Dan betul saja. Di hari H, Donald Trump menang di atas istri mantan presiden Clinton yang sudah pengalaman menjadi politisi Demokrat. Ribuan akun dengan pelbagai flatform media sosial baik melalui website, Facebook, Twitter, dan lainnya membantu kampanye Trump.Dan ia pun menjadi presiden yang di luar perkiraan banyak orang. Akibatnya saat ini beberapa kebijakan Trump dianggap di luar pakem pendahulunya seperti Obama, maupun Clinton, serta Bush.

Trump menetapkan pajak impor yang tinggi untuk impor baja dari China dan negara lainnya. As juga keluar dari Perjanjian Pasifik yang sebenarnya diinisiasi oleh Paman Sam sendiri. Semua kebijakan tersebut dalam rangka memperkuat kekuatan ekonomi AS yang beberapa tahun lalu dianggap loyo.
Sesuai tema kampanye Trump menjadikan Amerika First terbukti dilakukan. Termasuk kebijakan yang sensitif di pasar uang dunia di mana AS menarik dana asing masuk ke dalam negeri. Wajar jika pengamatan ahli seperti Bill Gates dan Warren Buffet bahwa krisis ekonomi dunia bisa terjadi dalam waktu dekat dengan dimulainya perang dagang terbuka AS vs Tiongkok. Banyak laporan media massa menyebutkan  kemenangan Trump ada campur tangan Rusia.

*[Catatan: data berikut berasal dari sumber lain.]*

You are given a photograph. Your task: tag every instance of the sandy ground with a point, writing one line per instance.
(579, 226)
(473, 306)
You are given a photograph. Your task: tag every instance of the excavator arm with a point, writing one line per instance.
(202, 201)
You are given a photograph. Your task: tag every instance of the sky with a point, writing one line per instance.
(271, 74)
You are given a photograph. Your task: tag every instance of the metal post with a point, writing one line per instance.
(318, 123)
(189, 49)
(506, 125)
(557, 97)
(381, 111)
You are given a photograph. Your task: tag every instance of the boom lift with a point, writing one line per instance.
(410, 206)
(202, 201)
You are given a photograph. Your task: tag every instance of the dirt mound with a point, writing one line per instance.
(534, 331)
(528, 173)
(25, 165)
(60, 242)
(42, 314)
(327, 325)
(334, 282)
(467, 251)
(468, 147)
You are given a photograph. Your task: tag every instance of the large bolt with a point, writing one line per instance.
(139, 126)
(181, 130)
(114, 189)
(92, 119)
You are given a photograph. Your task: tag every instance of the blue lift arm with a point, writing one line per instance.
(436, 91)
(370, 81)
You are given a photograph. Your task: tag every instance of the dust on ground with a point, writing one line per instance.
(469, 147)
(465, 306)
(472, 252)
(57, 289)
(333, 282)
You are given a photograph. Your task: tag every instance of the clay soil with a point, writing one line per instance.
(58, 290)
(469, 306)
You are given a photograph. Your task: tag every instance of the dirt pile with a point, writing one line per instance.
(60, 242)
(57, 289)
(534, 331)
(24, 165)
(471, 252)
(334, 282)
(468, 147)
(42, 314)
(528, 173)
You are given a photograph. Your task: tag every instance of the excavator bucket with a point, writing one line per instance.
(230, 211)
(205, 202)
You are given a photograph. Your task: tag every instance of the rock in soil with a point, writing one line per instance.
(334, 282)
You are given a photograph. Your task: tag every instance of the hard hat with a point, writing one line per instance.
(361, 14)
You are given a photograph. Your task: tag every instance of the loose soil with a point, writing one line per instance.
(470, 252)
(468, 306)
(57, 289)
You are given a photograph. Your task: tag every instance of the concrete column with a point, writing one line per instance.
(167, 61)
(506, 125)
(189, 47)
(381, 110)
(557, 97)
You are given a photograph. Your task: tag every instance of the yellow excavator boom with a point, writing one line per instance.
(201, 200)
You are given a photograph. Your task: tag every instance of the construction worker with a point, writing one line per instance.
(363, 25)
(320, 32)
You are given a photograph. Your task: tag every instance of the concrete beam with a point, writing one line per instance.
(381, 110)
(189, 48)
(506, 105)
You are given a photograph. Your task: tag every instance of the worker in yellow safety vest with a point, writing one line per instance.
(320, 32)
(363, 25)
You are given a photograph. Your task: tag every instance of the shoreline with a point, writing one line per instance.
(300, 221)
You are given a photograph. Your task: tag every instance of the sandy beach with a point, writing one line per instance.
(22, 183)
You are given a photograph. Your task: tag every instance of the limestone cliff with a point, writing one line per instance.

 Kita lihat saja akhir dari kisah tersebut di mana Facebook yang dianggap membawa berkah bagi manusia khusus di negeri asalnya kini menjadi persoalan serius sehingga pendiri Facebook Mark harus meminta maaf secara terbuka. Saham Facebook turun bebas. Sejumlah pemasang iklan besar menghentikan  kerjasama dengan medsos terbesar di dunia itu.
Lantas bagaimana dengan Pilkada di Indonesia yang sedang memasuki babak  akhir masa pertengahan kampanye yang dimulai 15 Februari hingga 23 Juni 2018?
Dari pengamatan di media sosial, kampanye udara yang dilakukan pasangan calon khususnya di Tanjungpinang cukup terasa. Dengan banyaknya akun akun di luar akun resmi paling yang didaftarkan ke KPU Tanjungpinang mempromosikan calon tertentu. Dan itu terlihat jelas di lama  pribadi pertemanan  di facebook maupun medsos lainnya. Tak jarang akun tersebut menyerang pasangan tertentu.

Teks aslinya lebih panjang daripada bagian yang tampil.